The head of diplomacy describes his influence Gavro Vuković: "Duke Petar Vukotić, father-in-law of Knjažev, was the most influential person in the country. He is consulted in the first place in all matters of foreign and domestic policy" (cf. in more detail: Memoari, Obod, Cetinje, 1996, 129-30). In the course of internal politics, "his word was the latter", says the legend, and in foreign policy, it had its weight, of course, due to the respect of Turks and Westerners. Some European newspapers wrote, in an epic manner, without which the nineteenth century would have been confused and sketchy, when he died, in Čevo, that "the hill of Montenegro collapsed", and the state coronation in Cetinje lasted fifteen days.

[DEMOCRACY - PLAMENATZ (John)]

It can be seen in two aspects John Plamenatz was part of the English liberal thought of his time, for parliamentary rule, on the trail Tocqueville, consequently - the first aspect is this: "Democracy comes easily to collaborators when they are few, and leadership does not require long training or rare skills, especially when all collaborators belong to the same social class." (Democracy comes easily to collaborators when they are few and leadership calls for no long training or rare skills, especially when the collaborators all belong to the same social class. Cf. John Plamenatz: Karl Marx's Philosophy of Man, Oxford, 1975, 391).

And the second aspect, with him, confirms Tocqueville's idea of ​​politics, with the difference that it is no longer Plamenche's, but classic English skepticism in relation to extreme variants of democracy, and here Tocqueville is closer to the English than to his own, French, liberal thought: "Democracies are inclined to listen to impulse rather than prudence, and to abandon maturity in the general picture for the gratification of momentary passion." (There is a propensity that induces democracies to obey impulse rather than prudence and to abandon a mature design for the gratification of momentary passion: - Alexis de Tocqueville).

[DRAMA - ĐILAS (Milovan)]

We follow the drama, in diplomatic thinking and action, only later, after everything is over. It's not that drama, Aeschylus, on stage, which is followed by the gaze while it lasts. Diplomatic drama is usually hidden from view. We understand it, usually, a posteriori, through creativity - through notes, observations, in the case of career diplomats, who are usually short in writing, and through a broader lens in the case of others - diplomats from linguistic creativity. Of the older ones, in our country, the closest to drama are the Petrovići, the dramatic Petrović tradition, from the younger ones Djilas - here is a testimonial:

"The coming years, until Stalin's death in 1953, represent a very dramatic period of Yugoslav foreign policy. Milovan Đilas then had, together with other political figures, very important tasks in foreign policy. He spoke twice at the sessions of the UN, in New York in 1949 and in Paris in 1951, defending the then Yugoslav policy of independence from the Soviet Union and its satellites. At that time, there was also a thawing of politics towards the Western countries.

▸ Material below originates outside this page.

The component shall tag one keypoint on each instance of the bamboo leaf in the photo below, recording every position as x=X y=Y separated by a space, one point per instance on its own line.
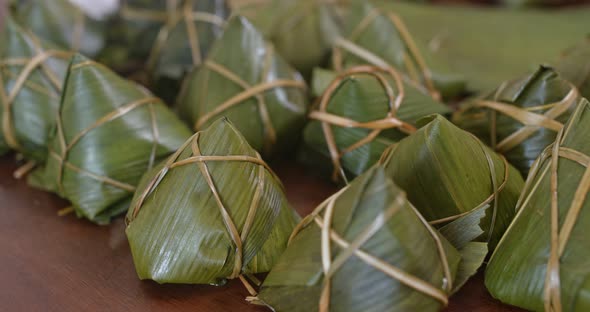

Yugoslav communists established a series of contacts with Western left-wing movements and parties, some of which were in power for a certain period, such as the British Labor Party. An important figure, if not a leader, in these activities was Milovan Đilas." (Cf. Aleksandar V. Miletić: Foreign political activity of Milovan Đilas 1944-1953, in: Yugoslav diplomacy 1945-1961, Belgrade, 2002, 293.)

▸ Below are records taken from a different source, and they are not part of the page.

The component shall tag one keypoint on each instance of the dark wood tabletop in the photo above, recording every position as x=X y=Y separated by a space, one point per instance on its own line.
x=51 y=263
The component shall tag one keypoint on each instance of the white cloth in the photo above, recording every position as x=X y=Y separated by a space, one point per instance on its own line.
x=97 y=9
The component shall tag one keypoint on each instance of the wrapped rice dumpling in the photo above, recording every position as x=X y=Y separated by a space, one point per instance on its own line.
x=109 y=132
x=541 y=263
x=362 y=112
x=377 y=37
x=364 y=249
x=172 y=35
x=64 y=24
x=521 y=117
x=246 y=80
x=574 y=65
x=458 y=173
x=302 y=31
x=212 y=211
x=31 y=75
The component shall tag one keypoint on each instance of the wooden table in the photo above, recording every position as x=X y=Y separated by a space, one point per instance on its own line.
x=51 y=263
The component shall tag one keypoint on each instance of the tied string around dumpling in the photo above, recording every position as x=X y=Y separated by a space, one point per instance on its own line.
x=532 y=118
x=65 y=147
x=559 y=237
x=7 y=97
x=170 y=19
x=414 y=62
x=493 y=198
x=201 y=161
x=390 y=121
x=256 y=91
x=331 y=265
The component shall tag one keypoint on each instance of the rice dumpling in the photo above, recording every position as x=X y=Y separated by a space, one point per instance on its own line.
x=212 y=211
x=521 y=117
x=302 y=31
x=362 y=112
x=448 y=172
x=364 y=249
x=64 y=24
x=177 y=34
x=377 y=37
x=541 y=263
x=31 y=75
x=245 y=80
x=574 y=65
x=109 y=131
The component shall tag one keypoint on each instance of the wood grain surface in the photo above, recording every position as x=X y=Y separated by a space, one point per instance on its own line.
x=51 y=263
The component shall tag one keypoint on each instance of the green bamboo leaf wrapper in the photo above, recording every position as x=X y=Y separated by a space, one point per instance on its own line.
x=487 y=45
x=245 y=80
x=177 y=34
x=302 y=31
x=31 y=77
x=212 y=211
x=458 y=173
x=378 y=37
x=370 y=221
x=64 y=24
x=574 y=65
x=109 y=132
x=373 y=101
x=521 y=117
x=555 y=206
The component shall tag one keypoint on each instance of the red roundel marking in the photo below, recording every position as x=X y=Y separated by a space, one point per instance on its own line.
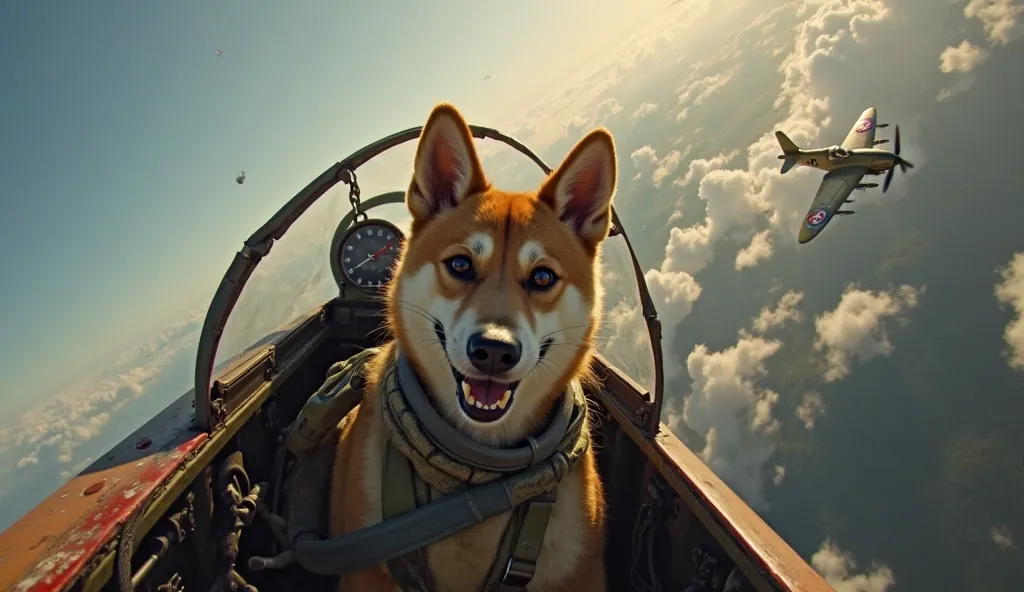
x=816 y=217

Drama, both in business and in the linguistic creativity of diplomats, first passes, ends one way or another, the document covers are closed, and only then, subsequently, is it seen with other eyes. Diplomatic drama is one thing, while it takes place in silence, in forced cooperation between the actors, under living repressive circumstances, and something else when it takes place in front of the eyes of the public who only interpret it.